Human resources analytics are being embraced by more and more organizations these days. HR analytics can be especially helpful in spotting trends in your company, influencing hiring decisions, and identifying career development (i.e. employee retention) and promotion opportunities.
Writing at TechTarget.com, Margaret Rouse says there’s a need for human resources analytics because companies have enough data to make such analytics effective. But there is a problem: the data often gets spread out in various locations and isn’t gathered under one roof.
As Rouse points out, there are a lot of HR analytics software offerings. Some organizations also create their own data warehouses and incorporate human resources intelligence by using business intelligence applications in conjunction with the data warehouses. She also mentions that “[o]ther companies use data federation technology to aggregate data from disparate sources in a virtual database.”
Tracey Smith, writing at the HR.com blog, has identified five reasons people aren’t using human resources analytics and how to overcome these common objections. Topping the list is a perceived lack of quality data. Smith says we should not let that perceived lack be roadblock to the implementation of HR analytcis because data will rarely — if ever — be perfect.
Also on Smith’s list is lack of support from organizational leadership. “While 30 [percent] of new CHROs are being selected from outside of HR, the fact remains that most HR leaders came from traditional HR (aka non-analytical) backgrounds.

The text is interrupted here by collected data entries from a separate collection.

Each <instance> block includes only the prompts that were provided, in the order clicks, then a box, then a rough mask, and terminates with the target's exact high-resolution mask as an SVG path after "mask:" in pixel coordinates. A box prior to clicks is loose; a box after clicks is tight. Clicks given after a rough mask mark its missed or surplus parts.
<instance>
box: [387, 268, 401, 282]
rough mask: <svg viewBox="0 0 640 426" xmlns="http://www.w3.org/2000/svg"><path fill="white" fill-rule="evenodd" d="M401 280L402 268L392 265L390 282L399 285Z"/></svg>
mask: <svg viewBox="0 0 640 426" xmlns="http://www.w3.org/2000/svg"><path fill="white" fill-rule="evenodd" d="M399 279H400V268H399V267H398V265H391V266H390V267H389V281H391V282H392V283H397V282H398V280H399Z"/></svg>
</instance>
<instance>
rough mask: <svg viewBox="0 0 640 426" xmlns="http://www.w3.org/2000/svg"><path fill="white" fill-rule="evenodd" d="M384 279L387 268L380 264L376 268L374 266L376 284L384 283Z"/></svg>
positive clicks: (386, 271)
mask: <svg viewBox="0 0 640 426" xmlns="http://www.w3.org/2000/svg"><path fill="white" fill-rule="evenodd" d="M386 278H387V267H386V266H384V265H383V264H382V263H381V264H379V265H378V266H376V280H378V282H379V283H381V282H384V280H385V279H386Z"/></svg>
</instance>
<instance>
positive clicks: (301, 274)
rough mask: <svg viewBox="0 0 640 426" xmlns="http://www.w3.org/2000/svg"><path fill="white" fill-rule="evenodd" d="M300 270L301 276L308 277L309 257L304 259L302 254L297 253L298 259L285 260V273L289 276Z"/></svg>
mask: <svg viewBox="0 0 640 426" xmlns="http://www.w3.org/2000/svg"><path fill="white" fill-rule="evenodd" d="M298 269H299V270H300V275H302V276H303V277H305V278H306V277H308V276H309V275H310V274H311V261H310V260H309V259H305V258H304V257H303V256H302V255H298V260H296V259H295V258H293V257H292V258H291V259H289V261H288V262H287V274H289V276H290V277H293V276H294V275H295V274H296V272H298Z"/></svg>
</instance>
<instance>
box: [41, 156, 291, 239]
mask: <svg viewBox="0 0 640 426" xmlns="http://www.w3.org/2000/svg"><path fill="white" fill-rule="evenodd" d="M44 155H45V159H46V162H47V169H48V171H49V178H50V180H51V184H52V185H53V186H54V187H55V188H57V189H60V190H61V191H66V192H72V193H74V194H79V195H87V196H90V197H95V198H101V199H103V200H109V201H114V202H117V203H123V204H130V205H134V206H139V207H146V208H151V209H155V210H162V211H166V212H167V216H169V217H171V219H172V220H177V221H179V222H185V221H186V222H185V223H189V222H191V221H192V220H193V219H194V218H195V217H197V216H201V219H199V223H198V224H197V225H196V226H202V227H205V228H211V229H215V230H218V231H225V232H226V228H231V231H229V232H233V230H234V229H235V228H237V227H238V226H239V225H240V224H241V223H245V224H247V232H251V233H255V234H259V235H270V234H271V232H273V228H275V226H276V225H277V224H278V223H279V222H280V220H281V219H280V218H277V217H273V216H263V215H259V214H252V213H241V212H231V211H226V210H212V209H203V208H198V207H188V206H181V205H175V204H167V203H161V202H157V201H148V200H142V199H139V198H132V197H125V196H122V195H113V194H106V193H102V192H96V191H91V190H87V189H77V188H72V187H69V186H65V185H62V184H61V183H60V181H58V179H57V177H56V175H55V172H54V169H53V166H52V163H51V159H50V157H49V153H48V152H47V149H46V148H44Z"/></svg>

It will take specific examples of what can be accomplished with HR analytics to help these leaders see the value,” writes Smith, who is — it should be noted — one of the “Top 50 Global Influencers in HR Analytics” and a common presenter at conferences in the U.S., Canada, and the U.K.
Another hurdle to overcome, Smith says, is a lack of skill sets. She says smaller companies might consider hiring consultants to do the analytics work that staff members are not equipped to complete. Larger companies need to identify which employees will be needed and when they will be needed, which can help these companies better use their employees’ time as the organization gets up to speed on HR analytics.
Now that we’ve covered the potential obstacles to leveraging HR analytics, we can turn to a new and equally important question: what are the right steps for implementing HR analytics?
For some advice, we can turn to the article, “Implementing Human Resources Analytics Less Daunting With These Steps,” by Albert McKeon of TechTarget. The first key bit of advice McKeon offers is to take several coordinated steps, including evaluating your current workforce analytics capabilities and unifying all HR analytics strategies.
Maybe that sounds more complicated than it should. (Then again, a lot of conventional human resources veterans would find any talk of analytics complicated.)
“Because human resources departments use varied data models, they often can’t get nuanced views of even the most basic HR data, let alone … gather every bit of data needed for proper analytics,” Helen Poitevin, a Gartner analyst, tells McKEon. “You can do analytics with practically no analytics tools, or you can hire a data scientist. But that’s difficult to do. It’s not scalable and doesn’t work across departments.”
So, how do we make things simpler? Poitevin recommends finding software specific to human resources analytics. She explains that more generic tools associated with business intelligence require defined metrics, and that can be difficult. A consensus needs to be developed among the supervising executives, and it can be cumbersome just agreeing upon the definitions for the metrics.
It can also be difficult to apply the business intelligence data on a broader scale. Specialized human resources analytics software will already have the metrics defined. That eliminates the need for testing and debate on the metrics.
McKeon cites Ron Thomas, CEO of Great Place to Work Gulf, as adding a caveat: regardless of what business intelligence software you use — even if it’s tailored specifically to human resources — you should still consider hiring a statistician to interpret the data.
“You need to build a narrative out of that data. The inability to do so is why a lot of people in the HR space are upset about analytics,” Thomas tells McKeon. “If I was [sic] a chief human resources officer, I’d bring in someone who understands the data, who understands the research and who can dig deep and build a narrative that everyone will understand.”